"My Lands Are Where My Dead Lie Buried."

(Tashuncahuitco a/k/a Crazy Horse)


According to a website promoting tourism in South Dakpta, "the history of the Black Hills is short and turbulent. In fact, dinosaur bones and some ancient archaeological sites from prehistory are the only hard evidence of happenings prior to 1700. The first trace of modern civilization dates from 1743 when New World explorers claimed the region for France." This ain't necessarily so.

The website goes on to tell how "Sioux Indian tribes achieved dominance of Dakota in the 1780s and there was a brief but legendary Fur Trade Era that flourished between 1817 and 1857" and that "homesteading, settlement and railroading were well underway in eastern South Dakota in 1857, but the Black Hills remained an unknown wilderness of Indian Country."

That view is a matter of perspective. However, it is true that in 1874 General George Armstrong Custer led a force of one thousand men into the Lakota lands to investigate reports that there was gold in the land and they found it in the Black Hills. By 1876 prospectors and miners were claiming the land and, soon, gold worth up to $300,000 per haul was being transported out in “Treasure Coaches.” 
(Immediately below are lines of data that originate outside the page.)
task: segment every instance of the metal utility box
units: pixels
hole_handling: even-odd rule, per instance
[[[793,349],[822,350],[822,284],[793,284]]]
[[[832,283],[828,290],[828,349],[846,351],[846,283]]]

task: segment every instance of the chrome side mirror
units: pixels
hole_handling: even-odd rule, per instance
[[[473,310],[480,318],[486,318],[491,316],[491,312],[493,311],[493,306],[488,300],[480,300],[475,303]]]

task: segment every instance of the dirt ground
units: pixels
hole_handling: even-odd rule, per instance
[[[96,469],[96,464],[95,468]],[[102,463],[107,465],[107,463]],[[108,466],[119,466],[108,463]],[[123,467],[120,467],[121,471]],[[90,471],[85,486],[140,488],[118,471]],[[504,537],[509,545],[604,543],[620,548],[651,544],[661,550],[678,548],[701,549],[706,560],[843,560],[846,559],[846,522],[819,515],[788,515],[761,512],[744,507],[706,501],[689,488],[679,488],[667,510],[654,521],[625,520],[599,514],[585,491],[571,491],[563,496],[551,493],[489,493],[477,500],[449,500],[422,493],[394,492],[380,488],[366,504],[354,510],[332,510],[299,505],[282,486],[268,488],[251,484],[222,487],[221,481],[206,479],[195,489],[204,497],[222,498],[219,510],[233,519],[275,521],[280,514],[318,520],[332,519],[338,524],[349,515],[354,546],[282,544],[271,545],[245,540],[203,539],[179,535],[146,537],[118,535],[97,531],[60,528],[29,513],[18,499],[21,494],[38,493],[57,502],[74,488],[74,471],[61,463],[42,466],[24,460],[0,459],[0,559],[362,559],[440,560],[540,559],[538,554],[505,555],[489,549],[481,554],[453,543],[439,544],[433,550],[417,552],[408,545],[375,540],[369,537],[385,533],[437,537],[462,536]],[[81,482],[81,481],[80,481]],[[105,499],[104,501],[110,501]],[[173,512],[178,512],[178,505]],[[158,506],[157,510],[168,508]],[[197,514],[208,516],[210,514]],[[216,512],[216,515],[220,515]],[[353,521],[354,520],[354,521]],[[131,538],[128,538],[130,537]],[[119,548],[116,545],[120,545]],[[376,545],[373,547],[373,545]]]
Outlaws joined the prospectors and miners in the invasion of the Great Sioux Reservation which had been established in 1868 in the Fort Laramie Treaty; a treaty signed by the United States and Lakota and Northern Cheyenne leaders. No longer able, or perhaps, willing to enforce the treaty, the U.S. government met with Native American leaders in Washington D.C. in 1875 hoping to re-negotiate the treaty that had followed what is known as Red Cloud’s War.

President Grant was under pressure to resolve the issues.The delegation was told that Congress was willing to pay $25,000 for their land and that their people would be allowed to relocate to “Indian Territory” (present-day Oklahoma). The delegates refused the offer. "You speak of another country,” Spotted Tail said, “but it is not my country. It does not concern me and I want nothing to do with it. I was not born there. If it’s such a good country, you ought to send the white men now in our country there and let us alone."

The long war continued.  


Where Are My Lands?

"A very great vision is needed and the man who has it must follow it as the eagle seeks the deepest blue of the sky. I was hostile to the white man...we preferred hunting to a life of idleness on our reservations. At times we did not get enough to eat and we were not allowed to hunt. All we wanted was peace and to be left alone. Soldiers came and destroyed our villages. Then Long Hair (Custer) came...They say we massacred him, but he would have done the same to us. Our first impulse was to escape but we were so hemmed in we had to fight...The Red Nation shall rise again and it shall be a blessing for a sick world. A world filled with broken promises, selfishness and separations. A world longing for light again. I see a time of Seven Generations when all the colors of mankind will gather under the Sacred Tree of Life and the whole Earth will become one circle again." ((Tashuncahuitco a/k/a Crazy Horse, killed 1877)  

Note: No fully authenticated photo of Crazy horse exists. The above photo is often said to be the most likely.